Perché se ne faceva poco di pane comune?
Pasquale: perché costava poco e si guadagnava poco, se uno sapeva la legge chiedeva un kg di pane comune, se non c’era gli si doveva dare un pane differente al prezzo di quello comune, però logicamente non lo sapeva nessuno.
Il prezzo variava spesso?
Pasquale: in base a quello che diceva la Prefettura.
Come lo stabiliva la Prefettura?
Pasquale: c’era un comitato che stabiliva il costo della farina eccetera… lo facevano loro, cioè gli interessi del fornaio li faceva la Prefettura, era un sistema anche quello bello… a seconda di chi lo vede.
Quanti eravate nel forno a lavorare?
Pasquale: C’era mio padre che poi lasciò lì presto, i due fratelli facevano loro d’inverno, d’estate prendevano due operai, uno toscano e uno emiliano, perché c’è sempre da imparare a fare i mestieri. Il toscano magari gli dava alcune dritte per il pane toscano e il modenese per altri tipi di pane, quasi sempre erano i soliti che venivano, stavano con noi, mangiavano con noi, avevano la loro camera.
Quando le famiglie hanno smesso di portare il loro pane a cuocere al forno?
Pasquale: sarà stato nel ’60, fino ad allora il forno lavorava per cuocere il pane dei privati.
C’era solo un forno a Pieve?
Pasquale: no, ce n’erano due, ce ne sono stati anche tre, Marchetti ma lavorava poco, poi c’era il nostro e Polacci.

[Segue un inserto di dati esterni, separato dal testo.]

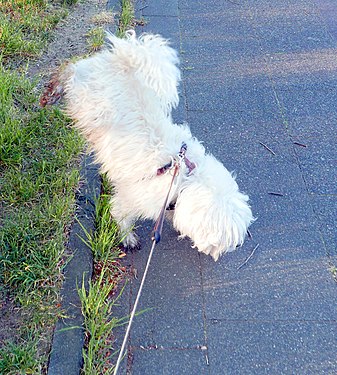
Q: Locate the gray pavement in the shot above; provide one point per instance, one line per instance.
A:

Allora c’era più gente a Pieve?
Pasquale: come locali sì. Pierluigi Galli: il pane in casa, specialmente nel periodo di guerra quando c’era il razionamento, si poteva optare invece di prendere tutti i giorni il pane o tutti i giorni la farina, di prendere il mensile. Allora davano l’equivalente di 50 kg di farina per un mese intero; noi eravamo in sette, otto o dieci, a noi ce lo dava il consorzio agrario mezzo quintale alla volta.